The ability of mobile robotics to successfully disinfect, monitor, surveil, and handle and deliver materials will propel the market to $23 billion by 2021, according to ABI Research. “Crises shift perceptions on what is possible regarding investment and transformative action on the part of both private and government actors,” said Rian Whitton, a senior analyst, in a statement. “By the time the COVID-19 pandemic has passed, robots will be mainstreamed across a range of applications and markets.”
The coronavirus outbreak has been a good opportunity for companies to display robots for public applications, ABI Research said. One of the more popular examples has been the deployment of mobile unmanned platforms with ultraviolet (UV) light to disinfect facilities, the firm said. Danish company UVD Robots is reaping the benefits of this opportunity and is scaling up deployments of robots to disinfect hospitals, ABI Research said.
Additionally, US-based Germ Falcon is offering a similar UV disinfection solution for aircraft, while Chinese TMiRob is deploying disinfection robots in Wuhan, according to the firm. “Automating disinfection is a key part of maintaining health and safety and could be one of the major bright spots in the response to COVID-19,” Whitton said.
Drones have also been deployed to enforce curfews and surveil areas for security purposes, according to ABI Research. This represents a big opportunity for aerospace and drone companies to increase sales to government agencies, the firm said. ABI Research expects the small drone delivery market in the US to reach $414 million by 2021, and $10.4 billion by 2030.
In the short term, to enforce quarantine mandates, governments will need to increase their security apparatuses, as well as the productivity of their medical agencies, according to ABI Research. Robots will be key to achieving that through disinfection, monitoring, and surveillance, the firm said.
Furthermore, the shutting down of households and even ships represents a chance for robot delivery companies for both land and air to display their worth, the firm noted. The drone delivery market could take its experience with transporting supplies in the developing world and scale up operations in the most affected countries.
In the long-term, COVID-19 is leading to a significant reassessment of the global manufacturing supply chain, the firm believes. America’s dependence on Chinese imports for basic equipment and medicines is becoming a contentious issue, and government representatives are already interpreting the crisis as a chance to revitalize the campaign to re-shore more manufacturing capacity to the domestic market, ABI Research said.
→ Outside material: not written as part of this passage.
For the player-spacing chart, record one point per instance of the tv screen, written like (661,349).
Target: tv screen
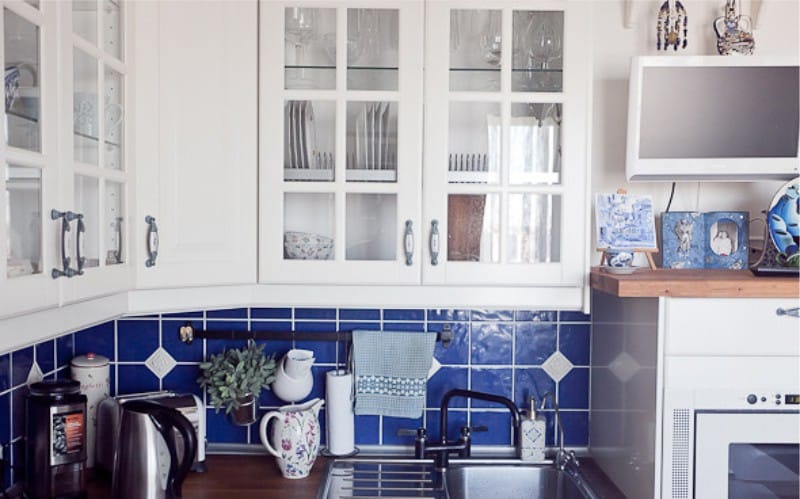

“If this translates into more significant measures by governments to diversify or re-shore the manufacturing of key goods, this could bode very well for the robotics industry, as such changes would require big increases in CAPEX and productivity improvements within developed countries,” the firm stated.
COVID-19 represents a disaster for robotics vendors building solutions for developed markets in manufacturing, industry, and the supply chain, ABI Research said. But for vendors targeting markets closer to government, such as health, security, and defense, it represents a big opportunity, the firm said.
“Industrial players [should] develop customized solutions for non-manufacturing use cases or look to build comprehensive solutions for enabling a scale-up in medical supply manufacturing,” Whitton recommended. “For mobile robotics vendors and software companies targeting more nascent markets, this represents a big chance to highlight the importance of robotics for dealing with national emergencies, as well as mitigating the economic shock.”